Deep learning (DL) has become the prevailing method in chest radiograph analysis, yet its performance heavily depends on large quantities of annotated images. To mitigate the cost, cold-start active learning (AL), comprising an initialization followed by subsequent learning, selects a small subset of informative data points for labeling. Recent advancements in pretrained models by supervised or self-supervised learning tailored to chest radiograph have shown broad applicability to diverse downstream tasks. However, their potential in cold-start AL remains unexplored.
To validate the efficacy of domain-specific pretraining, we compared two foundation models: supervised TXRV and self-supervised REMEDIS with their general domain counterparts pretrained on ImageNet. Model performance was evaluated at both initialization and subsequent learning stages on two diagnostic tasks: psychiatric pneumonia and COVID-19. For initialization, we assessed their integration with three strategies: diversity, uncertainty, and hybrid sampling. For subsequent learning, we focused on uncertainty sampling powered by different pretrained models. We also conducted statistical tests to compare the foundation models with ImageNet counterparts, investigate the relationship between initialization and subsequent learning, examine the performance of one-shot initialization against the full AL process, and investigate the influence of class balance in initialization samples on initialization and subsequent learning.

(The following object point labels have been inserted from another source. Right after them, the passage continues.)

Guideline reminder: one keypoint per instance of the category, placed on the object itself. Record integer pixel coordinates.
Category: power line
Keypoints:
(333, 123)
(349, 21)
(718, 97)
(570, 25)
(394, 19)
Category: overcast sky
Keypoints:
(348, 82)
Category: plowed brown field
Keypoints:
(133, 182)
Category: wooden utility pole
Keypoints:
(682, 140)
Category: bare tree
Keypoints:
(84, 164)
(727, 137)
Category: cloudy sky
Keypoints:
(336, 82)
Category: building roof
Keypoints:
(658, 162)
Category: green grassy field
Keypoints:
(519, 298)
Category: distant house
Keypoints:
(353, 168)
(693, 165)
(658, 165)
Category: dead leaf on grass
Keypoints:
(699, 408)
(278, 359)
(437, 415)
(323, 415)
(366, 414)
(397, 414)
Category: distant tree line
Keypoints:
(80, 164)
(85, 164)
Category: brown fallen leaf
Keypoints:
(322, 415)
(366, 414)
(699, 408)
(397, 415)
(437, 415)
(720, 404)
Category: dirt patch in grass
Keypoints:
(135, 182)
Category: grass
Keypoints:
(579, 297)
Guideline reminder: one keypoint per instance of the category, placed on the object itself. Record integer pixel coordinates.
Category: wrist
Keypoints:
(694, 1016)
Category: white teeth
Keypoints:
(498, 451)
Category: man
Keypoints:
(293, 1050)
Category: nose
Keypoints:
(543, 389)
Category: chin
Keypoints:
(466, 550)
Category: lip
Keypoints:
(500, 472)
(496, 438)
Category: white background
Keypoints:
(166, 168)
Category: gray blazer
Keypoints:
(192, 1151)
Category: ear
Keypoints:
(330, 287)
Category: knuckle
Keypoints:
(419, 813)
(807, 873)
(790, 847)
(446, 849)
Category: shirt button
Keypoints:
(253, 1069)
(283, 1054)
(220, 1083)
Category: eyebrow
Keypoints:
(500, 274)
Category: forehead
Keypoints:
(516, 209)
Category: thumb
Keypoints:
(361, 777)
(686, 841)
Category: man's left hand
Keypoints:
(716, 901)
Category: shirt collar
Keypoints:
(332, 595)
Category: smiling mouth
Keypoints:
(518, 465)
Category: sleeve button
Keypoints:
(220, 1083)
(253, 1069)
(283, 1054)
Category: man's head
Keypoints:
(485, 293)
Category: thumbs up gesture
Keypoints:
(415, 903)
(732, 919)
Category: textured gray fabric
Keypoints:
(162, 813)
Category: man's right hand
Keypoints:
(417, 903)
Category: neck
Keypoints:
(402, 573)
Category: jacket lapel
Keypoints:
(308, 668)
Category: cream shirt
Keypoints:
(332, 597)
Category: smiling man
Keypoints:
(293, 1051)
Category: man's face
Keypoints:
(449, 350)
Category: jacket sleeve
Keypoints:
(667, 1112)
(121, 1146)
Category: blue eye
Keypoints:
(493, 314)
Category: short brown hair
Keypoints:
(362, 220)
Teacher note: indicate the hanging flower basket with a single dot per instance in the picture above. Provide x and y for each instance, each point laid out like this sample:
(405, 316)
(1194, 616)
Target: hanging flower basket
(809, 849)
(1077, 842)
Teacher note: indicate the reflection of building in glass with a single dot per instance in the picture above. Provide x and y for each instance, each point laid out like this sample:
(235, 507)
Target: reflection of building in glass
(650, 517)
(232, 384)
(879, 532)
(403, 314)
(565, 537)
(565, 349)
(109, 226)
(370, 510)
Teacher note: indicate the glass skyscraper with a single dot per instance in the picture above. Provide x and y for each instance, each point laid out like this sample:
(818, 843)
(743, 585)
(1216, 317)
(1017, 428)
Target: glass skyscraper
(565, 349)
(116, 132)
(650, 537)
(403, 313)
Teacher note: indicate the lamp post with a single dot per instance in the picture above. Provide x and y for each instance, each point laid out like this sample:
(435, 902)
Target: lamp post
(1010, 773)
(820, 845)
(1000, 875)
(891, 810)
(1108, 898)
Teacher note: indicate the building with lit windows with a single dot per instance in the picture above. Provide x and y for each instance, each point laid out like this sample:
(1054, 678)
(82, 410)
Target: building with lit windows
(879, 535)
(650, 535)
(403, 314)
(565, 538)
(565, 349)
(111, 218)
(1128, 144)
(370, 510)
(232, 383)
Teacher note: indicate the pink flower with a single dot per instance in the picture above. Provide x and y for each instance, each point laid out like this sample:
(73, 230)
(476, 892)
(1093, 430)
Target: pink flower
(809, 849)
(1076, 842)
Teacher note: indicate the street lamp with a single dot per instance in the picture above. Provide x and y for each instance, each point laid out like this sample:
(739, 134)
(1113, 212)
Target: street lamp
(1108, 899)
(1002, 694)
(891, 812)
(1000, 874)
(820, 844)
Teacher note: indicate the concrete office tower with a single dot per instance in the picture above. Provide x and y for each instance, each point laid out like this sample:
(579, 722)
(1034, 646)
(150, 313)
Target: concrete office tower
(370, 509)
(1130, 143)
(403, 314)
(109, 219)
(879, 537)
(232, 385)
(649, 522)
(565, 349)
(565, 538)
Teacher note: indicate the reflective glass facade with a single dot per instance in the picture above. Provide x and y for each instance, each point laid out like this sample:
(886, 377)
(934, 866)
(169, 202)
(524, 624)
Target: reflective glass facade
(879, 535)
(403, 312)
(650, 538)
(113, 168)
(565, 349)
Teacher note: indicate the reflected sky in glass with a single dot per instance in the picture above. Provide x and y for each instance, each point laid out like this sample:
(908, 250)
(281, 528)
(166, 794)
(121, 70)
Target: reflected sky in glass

First, domain-specific foundation models failed to outperform ImageNet counterparts in six out of eight experiments on informative sample selection. Both domain-specific and general pretrained models were unable to generate representations that could substitute for the original images as model inputs in seven of the eight scenarios. However, pretrained model-based initialization surpassed random sampling, the default approach in cold-start AL. Second, initialization performance was positively correlated with subsequent learning performance, highlighting the importance of initialization strategies. Third, one-shot initialization performed comparably to the full AL process, demonstrating the potential of reducing experts' repeated waiting during AL iterations. Last, a U-shaped correlation was observed between the class balance of initialization samples and model performance, suggesting that the class balance is more strongly associated with performance at middle budget levels than at low or high budgets.
In this study, we highlighted the limitations of medical pretraining compared to general pretraining in the context of cold-start AL. We also identified promising outcomes related to cold-start AL, including initialization based on pretrained models, the positive influence of initialization on subsequent learning, the potential for one-shot initialization, and the influence of class balance on middle-budget AL. Researchers are encouraged to improve medical pretraining for versatile DL foundations and explore novel AL methods.